Nel villaggio di Armash, cento chilometri a sud dalla capitale armena Yerevan, Anishit (che preferisce non rivelare il suo vero nome) alza lo sguardo verso un’enorme bandiera che sventola sulla vetta della montagna sopra casa sua. La bandiera non porta i colori dell’Armenia – rosso, blu e arancione – ma l’azzurro, il rosso e il verde dell’Azerbaigian. Mentre dà da mangiare alle galline, la signora mi confida le sue preoccupazioni: “Siamo bloccati sul confine. Per questo siamo spaventati”.

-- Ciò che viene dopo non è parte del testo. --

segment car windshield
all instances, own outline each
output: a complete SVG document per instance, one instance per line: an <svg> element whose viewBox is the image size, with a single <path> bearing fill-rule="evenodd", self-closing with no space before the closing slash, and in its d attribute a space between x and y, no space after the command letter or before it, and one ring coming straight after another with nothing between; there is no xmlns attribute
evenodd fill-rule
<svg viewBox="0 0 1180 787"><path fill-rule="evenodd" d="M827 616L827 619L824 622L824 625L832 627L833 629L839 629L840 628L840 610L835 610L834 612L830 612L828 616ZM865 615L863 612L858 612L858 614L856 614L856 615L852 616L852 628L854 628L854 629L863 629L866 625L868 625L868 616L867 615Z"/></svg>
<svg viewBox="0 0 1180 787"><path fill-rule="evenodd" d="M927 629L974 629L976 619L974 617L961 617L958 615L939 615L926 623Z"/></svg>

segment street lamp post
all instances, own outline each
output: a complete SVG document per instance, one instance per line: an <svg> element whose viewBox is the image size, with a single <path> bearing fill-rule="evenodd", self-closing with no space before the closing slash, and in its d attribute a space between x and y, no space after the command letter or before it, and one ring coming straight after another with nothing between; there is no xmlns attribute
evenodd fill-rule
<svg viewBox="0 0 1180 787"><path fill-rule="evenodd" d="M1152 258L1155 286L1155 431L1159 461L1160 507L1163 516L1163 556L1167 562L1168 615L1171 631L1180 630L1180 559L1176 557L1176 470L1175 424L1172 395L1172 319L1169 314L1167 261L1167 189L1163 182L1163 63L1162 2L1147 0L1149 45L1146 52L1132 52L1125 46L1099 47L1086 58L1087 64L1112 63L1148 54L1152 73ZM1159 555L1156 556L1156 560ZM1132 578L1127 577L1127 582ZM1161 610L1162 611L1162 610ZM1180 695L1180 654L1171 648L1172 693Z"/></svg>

Ci troviamo nel punto di incontro tra Turchia, Iran, Armenia e la Repubblica Autonoma di Naxçıvan, un’exclave dell’Azerbaigian, e i pochi villaggi che sorgono in questa valle si trovano intrappolati in una morsa. A soli quattro chilometri da Armash, si fronteggiano le forze di Yerevan e di Baku, separate dalla strada E117 che collega la Russia all’Iran senza passare per l'Azerbaigian.
Dalle trincee, i combattenti si tengono d’occhio a vicenda, mentre ogni giorno la strada principale è percorsa da camion che sembrano venire da un’altra epoca. Qui, ai piedi del monte Ararat, le posizioni militari sono ormai consolidate, le strutture militari presidiate, mentre dietro ai sacchi di sabbia è possibile intravedere le sagome dei soldati.
Anishit preferisce non aggiungere altro su questa triste situazione e indica un edificio che si trova poco più avanti. Da una capanna occupata dalle forze russe sventola una bandiera bianca, blu e rossa: dal 2020, infatti, Mosca ha dispiegato in Armenia migliaia di guardie di frontiera.
In accordo con Yerevan, le guardie sono state distribuite su cinque province con l’obiettivo di garantire il rispetto del cessate il fuoco stabilito con l’Azerbaigian in seguito al secondo conflitto del Nagorno-Karabakh avvenuto nel 2020. Prima di tornare alla sua fattoria, Anishit esprime un semplice desiderio: “Oggi abbiamo un solo sogno: essere armeni e continuare a vivere qui.”